# General form vs Standard form of a line

1. Oct 2, 2012

### lordofpi

I'm in the middle of a calculus course (this is not a calculus question per se), studying from the Larson text, and when an answer to a problem is the equation of a line, I solve for Standard form of a line $Ax + By = C$.

I noticed, however, that the Larson textbook frequently terms answers of the equation of a line in the form $Ax + By + C = 0$, which apparently is the General form (based on my searching around on line. This answer is frequently the equation of a line tangent to a given point on a curve, if that is of any interest.

What are the advantages of one form over another? Should I be using General when doing calculus for some reason? Thanks!

2. Oct 2, 2012

### Staff: Mentor

I don't see much of an advantage for either form over the other. The first form is slightly more useful for graphing, although the slope-intercept form is probably better yet for nonvertical lines.

The second (general) form has a counterpart with terms up through the second degree, for the conic sections, so maybe that's a motivation for this form.

Overall, the distinctions between standard form and general form here aren't very important, IMO.

3. Oct 3, 2012

### Studiot

What form is the most appropriate to use depends upon what you want to do with this equation.

if you have two expressions of the type f(x,y) = 0 and g(x,y) = 0 you can equate them directly.

If f(x,y) = a and g(x,y) = b then you cannot do this so easily.

For calculus (and many other purposes) I would think that the intercept form of the line is more useful viz

y = mx + b

Since calculus is about slopes and m is the slope.

go well

4. Oct 4, 2012

### lordofpi

Thank you both; that sort of makes sense.
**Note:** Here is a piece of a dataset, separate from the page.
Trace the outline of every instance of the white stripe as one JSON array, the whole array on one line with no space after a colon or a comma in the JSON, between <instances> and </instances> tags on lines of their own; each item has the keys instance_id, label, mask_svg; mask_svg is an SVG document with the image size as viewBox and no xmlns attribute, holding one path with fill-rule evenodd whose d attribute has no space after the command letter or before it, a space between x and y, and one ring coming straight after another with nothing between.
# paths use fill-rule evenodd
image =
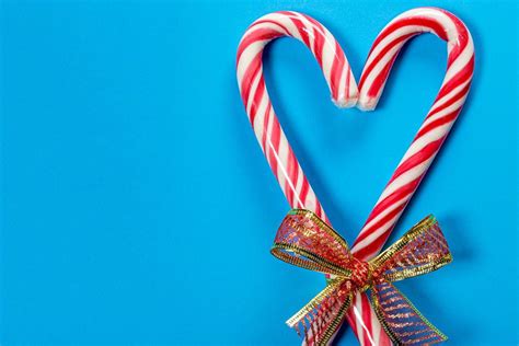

I always made use of the slope-intercept form ($y=mx+b$ fairly consistently as well. It just seems to be the most useful of all of the forms. Also, I was very lazy in grade school (decades ago), so -- while I have always had a strong aptitude and love of math -- there are some very interesting gaps in the some of the finer details of things I technically should know lol (like I am actually even relearning how to work with Standard form).

I know Larson is far from the consummate text on calculus, but I figured the authors must have had some motivation for drafting answers in the way that they did. Thanks.

5. Oct 4, 2012

### chiro

Hey lordofpi and welcome to the forums.

The second form is typically the form of the equation of an n-dimensional linear object (also an n-dimensional plane) and it has the same form of n . (r - r0) = 0 for an n-dimensional vectors n, r, and r0 (all have to be the same size, but that size is variable).

In a linear context, this can be useful depending on what you are trying to do.

6. Oct 4, 2012

### lordofpi

Thanks chiro for the additional info. And thank you: this place seems to pickup where Usenet left off all those years ago (plus Usenet never had $\LaTeX$!). I am very excited to be able to participate in the ongoing conversations of so many sharp minds.